Code similarity analysis with r2diaphora

October 27, 2021 | Fernando Dominguez

Executive summary

Binary diffing, a technique for comparing binaries, can be a powerful tool to facilitate malware analysis and perform malware family attribution. This blog post describes how AT&T Alien Labs is leveraging binary diffing and code analysis to reduce reverse-engineering time and generate threat intelligence.

Using binary diffing for analysis is particularly effective in the IoT malware world, as most malware threats are variants of open-source malware families produced by a wide range of threat actors. Generating and maintaining static signatures for variations on IoT malware is tedious, as the assembly code often changes across variants and architectures and text strings are subject to modification. For this reason, AT&T Alien Labs created a new open-source tool, r2diaphora, to port Diaphora as a plugin for Radare2, and included some use cases in this blog.

What is binary diffing?

Binary diffing (or program diffing) is a process where two files are compared at instruction level, looking for differences in code. Threat actors can easily transform the assembly code for a program without modifying its actual behaviour, so the typical “line-by-line” diffing is not good enough when looking at malware - a more advanced approach is needed.

There are several binary diffing tools publicly available, such as Diaphora,  BinDiff, and DarunGrim. Alien Labs is using Diaphora, as we believe it is the most advanced of all the available options. Furthermore, Diaphora has the added benefit of being open source, allowing Alien Labs to modify it for our needs.

How can binary diffing be employed to identify malware?

Diaphora works by analyzing each function present in the binary and extracting a set of features from each analyzed function. These features are later used to compare functions across binaries and find matches. If instead of directly comparing features, we leverage them to build a database of malicious functions (indicators) for identification purposes, we can then begin analyzing incoming binaries and try to find matches amongst their functions when comparing to the indicator database.

If enough matches are found in the analyzed binaries, we can safely assume the analyzed sample is a malware sample. We can also note which malware family the functions belong to in the indicator database, thus obtaining family attribution for the analyzed samples.

Porting Diaphora to Radare2

Diaphora works as an IDA Pro plugin. In order to work, it needs a valid IDA license and, consequently, valid Hex-Rays licenses for each CPU architecture you may want to decompile. As this cost of these licenses is quite high, Alien Labs looked for a cheaper alternative, so the community could leverage it.
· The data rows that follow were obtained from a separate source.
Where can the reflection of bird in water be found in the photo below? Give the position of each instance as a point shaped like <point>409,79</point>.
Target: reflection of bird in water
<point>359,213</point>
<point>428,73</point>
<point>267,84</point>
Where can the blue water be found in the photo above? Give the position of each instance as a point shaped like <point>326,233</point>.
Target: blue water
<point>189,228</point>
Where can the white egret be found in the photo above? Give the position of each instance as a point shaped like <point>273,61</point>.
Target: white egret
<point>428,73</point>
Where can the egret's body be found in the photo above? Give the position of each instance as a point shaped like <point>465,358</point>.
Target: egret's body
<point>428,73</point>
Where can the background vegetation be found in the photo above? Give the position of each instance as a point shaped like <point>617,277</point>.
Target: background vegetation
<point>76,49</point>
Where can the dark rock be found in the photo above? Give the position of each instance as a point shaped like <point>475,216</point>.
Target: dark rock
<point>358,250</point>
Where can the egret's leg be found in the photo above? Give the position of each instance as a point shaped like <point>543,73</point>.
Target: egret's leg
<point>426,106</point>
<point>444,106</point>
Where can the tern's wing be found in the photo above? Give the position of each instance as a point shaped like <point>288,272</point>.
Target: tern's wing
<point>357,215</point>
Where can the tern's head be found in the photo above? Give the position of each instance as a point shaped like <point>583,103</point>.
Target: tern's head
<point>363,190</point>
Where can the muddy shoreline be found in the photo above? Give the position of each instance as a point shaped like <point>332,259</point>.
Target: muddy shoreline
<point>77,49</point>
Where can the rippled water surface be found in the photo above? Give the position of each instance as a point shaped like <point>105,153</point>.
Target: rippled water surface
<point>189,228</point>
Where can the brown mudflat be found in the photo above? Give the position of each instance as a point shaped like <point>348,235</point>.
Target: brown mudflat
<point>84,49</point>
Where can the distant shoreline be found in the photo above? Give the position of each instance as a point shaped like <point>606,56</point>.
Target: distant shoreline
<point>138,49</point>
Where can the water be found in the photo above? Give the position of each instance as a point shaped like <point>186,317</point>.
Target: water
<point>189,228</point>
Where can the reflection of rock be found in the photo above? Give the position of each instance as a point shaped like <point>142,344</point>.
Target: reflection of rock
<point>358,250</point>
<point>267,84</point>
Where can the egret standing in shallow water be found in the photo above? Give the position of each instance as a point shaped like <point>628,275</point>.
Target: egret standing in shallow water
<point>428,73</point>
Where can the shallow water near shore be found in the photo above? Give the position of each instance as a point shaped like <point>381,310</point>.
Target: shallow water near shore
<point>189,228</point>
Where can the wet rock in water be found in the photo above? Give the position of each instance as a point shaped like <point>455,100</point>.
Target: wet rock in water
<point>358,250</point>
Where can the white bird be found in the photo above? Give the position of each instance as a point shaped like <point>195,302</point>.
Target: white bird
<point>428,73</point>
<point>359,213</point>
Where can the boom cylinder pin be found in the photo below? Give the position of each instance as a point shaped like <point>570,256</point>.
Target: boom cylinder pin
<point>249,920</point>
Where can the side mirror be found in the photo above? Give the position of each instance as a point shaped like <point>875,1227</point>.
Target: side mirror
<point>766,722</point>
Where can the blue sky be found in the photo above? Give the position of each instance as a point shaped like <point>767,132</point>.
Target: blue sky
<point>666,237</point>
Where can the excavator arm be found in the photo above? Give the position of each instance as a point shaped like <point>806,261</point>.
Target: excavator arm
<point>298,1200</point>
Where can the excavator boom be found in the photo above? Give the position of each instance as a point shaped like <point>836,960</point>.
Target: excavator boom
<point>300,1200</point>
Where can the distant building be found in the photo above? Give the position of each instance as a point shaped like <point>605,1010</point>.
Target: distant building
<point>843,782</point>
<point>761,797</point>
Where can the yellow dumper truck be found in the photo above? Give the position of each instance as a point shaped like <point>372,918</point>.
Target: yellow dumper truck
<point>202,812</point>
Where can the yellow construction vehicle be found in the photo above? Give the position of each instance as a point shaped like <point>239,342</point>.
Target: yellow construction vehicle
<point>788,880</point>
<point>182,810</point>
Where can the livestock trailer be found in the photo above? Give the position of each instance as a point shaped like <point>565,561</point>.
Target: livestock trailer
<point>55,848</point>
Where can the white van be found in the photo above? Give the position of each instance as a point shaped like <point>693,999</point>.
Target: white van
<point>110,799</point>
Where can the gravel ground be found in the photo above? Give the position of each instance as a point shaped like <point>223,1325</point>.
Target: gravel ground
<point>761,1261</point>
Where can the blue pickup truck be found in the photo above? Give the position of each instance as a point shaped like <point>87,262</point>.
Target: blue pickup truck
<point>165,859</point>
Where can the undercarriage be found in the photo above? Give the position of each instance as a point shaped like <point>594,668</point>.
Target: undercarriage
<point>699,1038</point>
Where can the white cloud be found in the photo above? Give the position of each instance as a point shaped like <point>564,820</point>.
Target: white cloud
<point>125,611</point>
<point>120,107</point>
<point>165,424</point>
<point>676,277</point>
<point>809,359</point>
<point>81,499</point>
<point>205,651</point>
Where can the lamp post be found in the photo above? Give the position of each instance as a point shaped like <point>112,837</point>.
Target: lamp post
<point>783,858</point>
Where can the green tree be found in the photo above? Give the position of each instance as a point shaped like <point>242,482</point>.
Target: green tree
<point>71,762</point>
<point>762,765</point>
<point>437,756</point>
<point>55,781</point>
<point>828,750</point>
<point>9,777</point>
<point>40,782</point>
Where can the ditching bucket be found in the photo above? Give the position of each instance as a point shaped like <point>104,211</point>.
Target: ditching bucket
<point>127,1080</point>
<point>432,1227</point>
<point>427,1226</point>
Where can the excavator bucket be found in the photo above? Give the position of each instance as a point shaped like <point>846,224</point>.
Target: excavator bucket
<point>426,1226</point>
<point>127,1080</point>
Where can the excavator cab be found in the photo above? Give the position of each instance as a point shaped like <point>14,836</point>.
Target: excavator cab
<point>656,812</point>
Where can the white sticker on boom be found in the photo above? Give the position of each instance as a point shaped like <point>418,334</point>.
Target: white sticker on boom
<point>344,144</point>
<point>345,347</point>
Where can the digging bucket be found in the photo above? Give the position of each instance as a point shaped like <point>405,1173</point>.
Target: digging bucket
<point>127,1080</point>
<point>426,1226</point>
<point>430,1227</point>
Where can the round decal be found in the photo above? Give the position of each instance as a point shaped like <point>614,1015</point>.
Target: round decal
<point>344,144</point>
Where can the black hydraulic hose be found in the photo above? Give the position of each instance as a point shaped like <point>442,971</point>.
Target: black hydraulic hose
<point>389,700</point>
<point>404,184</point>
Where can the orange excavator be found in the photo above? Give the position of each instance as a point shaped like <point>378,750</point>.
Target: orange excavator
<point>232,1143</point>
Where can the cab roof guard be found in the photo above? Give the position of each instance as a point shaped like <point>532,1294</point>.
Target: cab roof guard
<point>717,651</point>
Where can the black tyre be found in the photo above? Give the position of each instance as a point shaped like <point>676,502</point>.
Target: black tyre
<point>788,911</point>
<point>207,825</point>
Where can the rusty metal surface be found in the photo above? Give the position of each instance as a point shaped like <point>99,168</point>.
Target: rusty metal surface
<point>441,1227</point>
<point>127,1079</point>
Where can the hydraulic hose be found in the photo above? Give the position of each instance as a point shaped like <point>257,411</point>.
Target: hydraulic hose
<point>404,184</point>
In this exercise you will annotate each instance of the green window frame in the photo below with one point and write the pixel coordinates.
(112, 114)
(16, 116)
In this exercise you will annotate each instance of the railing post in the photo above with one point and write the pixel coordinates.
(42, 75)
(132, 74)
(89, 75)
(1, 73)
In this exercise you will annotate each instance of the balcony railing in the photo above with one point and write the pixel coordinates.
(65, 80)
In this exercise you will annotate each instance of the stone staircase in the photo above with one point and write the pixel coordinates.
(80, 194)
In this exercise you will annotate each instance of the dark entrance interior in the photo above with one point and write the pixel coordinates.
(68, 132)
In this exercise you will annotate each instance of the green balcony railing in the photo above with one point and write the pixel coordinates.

As such, we decided to port the existing Diaphora to the Radare2 disassembly framework. The ported version of Diaphora, named r2diaphora, is also open source and available here.

Radare2 (r2) is an open-source disassembly framework that supports a very wide range of CPU architectures. It also bundles a capable decompiler and supports the Ghidra decompiler as a plugin. As such, r2 is well suited for our objective of porting Diaphora to an open-source disassembler.

Additional changes made to the original Diaphora included swapping the SQLite3 databases for MySQL. This change was performed for the malware attribution process described previously, as more than one analyst would be writing to the indicator database. With multiple analysts writing to the database, the SQLite database would need to be shared across team members and allow parallel write/read operations. SQLite databases are not made for this kind of usage, so the Alien Labs team swapped it for another database engine better designed for the task.

Installation

As r2diaphora uses Radare2 and MySQL they need to be set-up prior to its usage. Radare2 should be installed locally, while the MySQL server can be remote or local. Once the environment is set up you can install it with pip install r2diaphora. This pip package installs three command line utilities: r2diaphora, r2diaphora-db and r2diaphora-bulk.

  • r2diaphora: The main command line utility, analyzes and compares files.
  • r2diaphora-db: Performs database management and configuration.
  • r2diaphora-bulk: Analyzes binaries in batches.

Further usage options can be obtained with the -h / --help command line option in each of them.

Once the pip package is successfully installed you can input your database credentials with r2diaphora-db config -u -p -hs . If you are using bash or a similar shell and do not want your database password to be saved in the shell history, precede the command with a space.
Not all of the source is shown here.